UK companies incurring EU VAT on hotel, travel and entertaining expenses would no longer be allowed to use the 2010-created national VAT recovery portals. These allow simplified VAT recovery claims via the UK’s HMRC portal in English. Instead, like all non-EU companies, UK businesses would have to resort to old-fashioned 13th Directive recovery applications requiring paper claims to each member state. Aside from the extra admin, this would also result in cash flow delays.
EU holiday jollies
UK tourists visiting EU countries would get a boost. They would be allowed to reclaim any EU VAT they pay on shopping (clothes, souvenirs, electricals etc.) they buy whilst visiting the EU. This would of course encourage more trips to the EU, potentially at the expense of the UK tourism industry.

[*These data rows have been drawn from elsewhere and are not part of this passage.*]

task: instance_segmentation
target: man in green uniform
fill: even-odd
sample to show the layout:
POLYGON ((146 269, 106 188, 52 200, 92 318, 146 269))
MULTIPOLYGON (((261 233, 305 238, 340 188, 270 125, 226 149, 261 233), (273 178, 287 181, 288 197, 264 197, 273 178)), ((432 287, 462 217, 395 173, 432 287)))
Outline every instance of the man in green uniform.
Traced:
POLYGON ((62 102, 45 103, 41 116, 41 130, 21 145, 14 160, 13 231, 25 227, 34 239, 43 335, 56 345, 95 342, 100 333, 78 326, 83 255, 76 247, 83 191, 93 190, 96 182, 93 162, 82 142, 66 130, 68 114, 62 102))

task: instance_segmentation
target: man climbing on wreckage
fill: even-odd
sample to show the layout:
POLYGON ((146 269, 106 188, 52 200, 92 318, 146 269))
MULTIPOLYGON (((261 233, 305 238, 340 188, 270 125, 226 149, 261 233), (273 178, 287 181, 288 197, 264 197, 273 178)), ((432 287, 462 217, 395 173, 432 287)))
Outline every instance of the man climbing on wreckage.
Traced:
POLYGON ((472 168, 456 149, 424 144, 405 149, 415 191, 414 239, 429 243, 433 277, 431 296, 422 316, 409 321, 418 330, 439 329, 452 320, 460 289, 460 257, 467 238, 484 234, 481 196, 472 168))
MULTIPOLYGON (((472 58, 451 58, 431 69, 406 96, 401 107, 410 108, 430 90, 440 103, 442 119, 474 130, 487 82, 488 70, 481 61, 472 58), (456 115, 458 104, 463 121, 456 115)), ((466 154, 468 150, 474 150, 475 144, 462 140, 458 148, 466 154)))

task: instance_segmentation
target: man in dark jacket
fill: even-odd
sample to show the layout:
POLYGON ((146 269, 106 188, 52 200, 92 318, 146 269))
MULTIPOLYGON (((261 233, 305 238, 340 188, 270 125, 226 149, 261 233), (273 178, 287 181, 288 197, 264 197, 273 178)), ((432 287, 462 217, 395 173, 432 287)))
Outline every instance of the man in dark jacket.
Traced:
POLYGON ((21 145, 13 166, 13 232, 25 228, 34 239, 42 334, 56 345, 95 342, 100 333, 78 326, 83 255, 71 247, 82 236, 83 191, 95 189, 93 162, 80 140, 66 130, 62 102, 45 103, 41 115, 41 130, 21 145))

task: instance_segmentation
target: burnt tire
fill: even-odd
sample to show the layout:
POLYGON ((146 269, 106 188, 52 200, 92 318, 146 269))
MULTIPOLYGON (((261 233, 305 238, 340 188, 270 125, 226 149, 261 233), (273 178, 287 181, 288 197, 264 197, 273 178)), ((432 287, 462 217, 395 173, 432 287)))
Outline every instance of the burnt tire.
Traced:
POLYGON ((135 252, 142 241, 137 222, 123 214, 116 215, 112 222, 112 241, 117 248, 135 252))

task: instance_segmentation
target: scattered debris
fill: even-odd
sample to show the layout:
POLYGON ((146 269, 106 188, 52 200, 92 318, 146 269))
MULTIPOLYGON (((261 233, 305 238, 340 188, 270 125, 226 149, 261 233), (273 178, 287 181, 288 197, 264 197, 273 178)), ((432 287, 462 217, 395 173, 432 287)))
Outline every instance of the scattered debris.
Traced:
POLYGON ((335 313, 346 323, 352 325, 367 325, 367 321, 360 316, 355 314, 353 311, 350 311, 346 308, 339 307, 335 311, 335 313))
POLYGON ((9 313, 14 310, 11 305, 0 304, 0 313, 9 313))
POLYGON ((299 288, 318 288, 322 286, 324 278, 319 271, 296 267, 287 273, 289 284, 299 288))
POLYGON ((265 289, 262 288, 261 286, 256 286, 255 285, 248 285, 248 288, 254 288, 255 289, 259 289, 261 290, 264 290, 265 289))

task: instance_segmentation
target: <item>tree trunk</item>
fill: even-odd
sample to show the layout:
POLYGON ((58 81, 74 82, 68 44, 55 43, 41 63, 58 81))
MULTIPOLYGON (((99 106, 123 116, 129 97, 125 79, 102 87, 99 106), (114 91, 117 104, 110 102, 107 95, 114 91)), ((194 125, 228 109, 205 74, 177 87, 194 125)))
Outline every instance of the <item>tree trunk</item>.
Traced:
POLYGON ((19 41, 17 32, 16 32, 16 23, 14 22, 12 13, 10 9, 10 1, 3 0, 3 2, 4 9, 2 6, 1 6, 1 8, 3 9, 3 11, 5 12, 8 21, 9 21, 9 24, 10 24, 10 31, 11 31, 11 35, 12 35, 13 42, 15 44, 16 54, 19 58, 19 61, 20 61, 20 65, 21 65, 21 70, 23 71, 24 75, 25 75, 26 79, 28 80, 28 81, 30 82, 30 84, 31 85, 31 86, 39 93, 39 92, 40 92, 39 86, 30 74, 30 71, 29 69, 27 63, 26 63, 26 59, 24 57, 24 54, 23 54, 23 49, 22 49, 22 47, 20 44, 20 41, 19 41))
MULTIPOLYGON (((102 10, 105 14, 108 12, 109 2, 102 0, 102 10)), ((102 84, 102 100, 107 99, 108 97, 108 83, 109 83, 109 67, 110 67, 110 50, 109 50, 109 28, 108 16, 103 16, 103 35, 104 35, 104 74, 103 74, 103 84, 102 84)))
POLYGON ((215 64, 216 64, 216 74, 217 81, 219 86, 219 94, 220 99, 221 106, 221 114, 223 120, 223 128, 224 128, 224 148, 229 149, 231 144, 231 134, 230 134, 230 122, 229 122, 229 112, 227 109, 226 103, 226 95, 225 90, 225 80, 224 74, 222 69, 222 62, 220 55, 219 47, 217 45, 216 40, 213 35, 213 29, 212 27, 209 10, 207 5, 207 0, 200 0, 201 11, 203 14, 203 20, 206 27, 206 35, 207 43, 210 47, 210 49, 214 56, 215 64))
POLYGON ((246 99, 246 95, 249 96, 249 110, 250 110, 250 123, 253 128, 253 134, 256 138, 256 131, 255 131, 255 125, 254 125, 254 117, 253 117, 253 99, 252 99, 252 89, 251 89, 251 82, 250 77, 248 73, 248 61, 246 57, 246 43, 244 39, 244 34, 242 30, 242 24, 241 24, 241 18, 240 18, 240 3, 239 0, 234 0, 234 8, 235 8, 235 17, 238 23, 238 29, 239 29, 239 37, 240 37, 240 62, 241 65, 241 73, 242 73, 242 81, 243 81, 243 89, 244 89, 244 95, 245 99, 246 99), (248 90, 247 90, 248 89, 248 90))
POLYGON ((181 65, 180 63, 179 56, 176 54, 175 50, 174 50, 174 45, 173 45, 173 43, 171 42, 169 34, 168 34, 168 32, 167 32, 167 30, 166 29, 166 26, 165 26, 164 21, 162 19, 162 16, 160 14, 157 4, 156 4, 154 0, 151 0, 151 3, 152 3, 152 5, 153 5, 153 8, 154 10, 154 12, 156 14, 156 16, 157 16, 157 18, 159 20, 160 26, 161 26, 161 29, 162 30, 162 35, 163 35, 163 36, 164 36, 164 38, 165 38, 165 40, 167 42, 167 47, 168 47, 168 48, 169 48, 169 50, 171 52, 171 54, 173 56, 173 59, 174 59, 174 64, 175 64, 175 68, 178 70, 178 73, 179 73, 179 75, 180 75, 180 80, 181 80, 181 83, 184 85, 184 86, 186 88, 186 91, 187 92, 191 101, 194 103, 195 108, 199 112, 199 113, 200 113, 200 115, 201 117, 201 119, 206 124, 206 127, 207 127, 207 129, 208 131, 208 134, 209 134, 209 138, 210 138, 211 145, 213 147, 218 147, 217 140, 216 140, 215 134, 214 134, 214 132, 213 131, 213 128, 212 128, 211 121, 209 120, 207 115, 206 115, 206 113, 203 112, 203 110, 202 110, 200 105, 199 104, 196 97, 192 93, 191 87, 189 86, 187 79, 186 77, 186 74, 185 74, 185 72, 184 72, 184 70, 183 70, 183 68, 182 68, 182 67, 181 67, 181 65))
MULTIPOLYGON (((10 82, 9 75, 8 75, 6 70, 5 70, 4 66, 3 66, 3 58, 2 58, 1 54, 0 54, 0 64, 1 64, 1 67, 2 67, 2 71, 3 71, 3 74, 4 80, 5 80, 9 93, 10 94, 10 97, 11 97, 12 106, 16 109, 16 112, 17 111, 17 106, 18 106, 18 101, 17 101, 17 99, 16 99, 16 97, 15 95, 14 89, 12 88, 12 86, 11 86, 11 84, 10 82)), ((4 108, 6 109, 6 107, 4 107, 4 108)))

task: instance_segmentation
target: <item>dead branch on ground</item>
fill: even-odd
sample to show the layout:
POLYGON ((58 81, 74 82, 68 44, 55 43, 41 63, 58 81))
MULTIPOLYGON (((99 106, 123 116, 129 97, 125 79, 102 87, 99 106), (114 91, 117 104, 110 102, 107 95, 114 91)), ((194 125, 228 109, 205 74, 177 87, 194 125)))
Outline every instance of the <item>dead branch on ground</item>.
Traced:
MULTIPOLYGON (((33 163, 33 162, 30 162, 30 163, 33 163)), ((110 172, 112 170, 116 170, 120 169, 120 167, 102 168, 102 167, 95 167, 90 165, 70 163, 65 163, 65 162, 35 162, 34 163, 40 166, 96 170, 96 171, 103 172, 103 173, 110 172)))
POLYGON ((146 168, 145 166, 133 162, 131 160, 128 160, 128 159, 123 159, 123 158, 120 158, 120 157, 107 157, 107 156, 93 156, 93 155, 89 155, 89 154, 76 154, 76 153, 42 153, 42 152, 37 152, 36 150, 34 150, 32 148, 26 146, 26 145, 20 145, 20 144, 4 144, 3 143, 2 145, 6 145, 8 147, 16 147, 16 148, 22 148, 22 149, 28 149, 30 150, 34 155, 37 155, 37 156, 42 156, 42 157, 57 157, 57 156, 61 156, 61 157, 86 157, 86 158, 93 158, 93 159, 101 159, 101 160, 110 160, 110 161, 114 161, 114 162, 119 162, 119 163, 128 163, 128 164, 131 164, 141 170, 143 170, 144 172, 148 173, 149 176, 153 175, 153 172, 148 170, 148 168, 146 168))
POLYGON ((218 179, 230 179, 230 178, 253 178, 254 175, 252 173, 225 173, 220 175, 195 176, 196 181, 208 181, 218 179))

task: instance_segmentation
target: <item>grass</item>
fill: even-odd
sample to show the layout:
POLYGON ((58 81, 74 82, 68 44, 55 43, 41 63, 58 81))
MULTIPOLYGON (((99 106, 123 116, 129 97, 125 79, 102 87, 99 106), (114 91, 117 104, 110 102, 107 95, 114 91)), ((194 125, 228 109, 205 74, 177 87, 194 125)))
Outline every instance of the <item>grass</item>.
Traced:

Although returning UK holiday makers would have to pay UK import VAT and duties on their purchases (if declared!)
Fiscal Reps and Bank Guarantee Quagmire
UK companies that are direct VAT registered in the EU for e-commerce sales or holding supply-chain stocks would face an immediate obligation to appoint local fiscal representatives in many EU states. Approximately half the EU countries oblige non-EU companies to have a local accountant or lawyer represent them to the tax authorities, and be liable for their VAT. This in turn creates a requirement to put in place expensive bank guarantees to protect the representatives from financial losses. The UK may overcome this requirement through its continuing membership of the European Economic Area. One of the requirements of the EEA is that countries cannot impose this type of restriction on the free movement of goods.
Distance Selling Threshold gone cold
Following Brexit, small UK-based sellers of goods to EU consumers would lose the benefit of the EU distance selling threshold relief. This relieves them of the obligation to VAT register in each country where they are selling until they hit the VAT registration threshold. This change may well dissuade small e-commerce sellers from promoting EU sales – including geo-blocking on websites – because of the extra foreign VAT compliance burden and costs.
The good news for UK providers of digital services to consumers in the rest of the EU is that they could continue to use the one-stop VAT reporting portal, MOSS. This is available to ‘non-union’ companies as well as EU-based providers for reporting and remitting VAT on local sales.
Use and enjoyment divide and rules
Brexit will mean a change in the advantageous use and enjoyment rules. EU VAT may become due on invoices to UK customers that were previously with UK VAT (or reverse charge). This would leave UK companies for more foreign VAT to try and recover
Accounting software musical chair
Changes in accounting and invoicing software will be required to recognize all of the above. This will include new tax code schemas.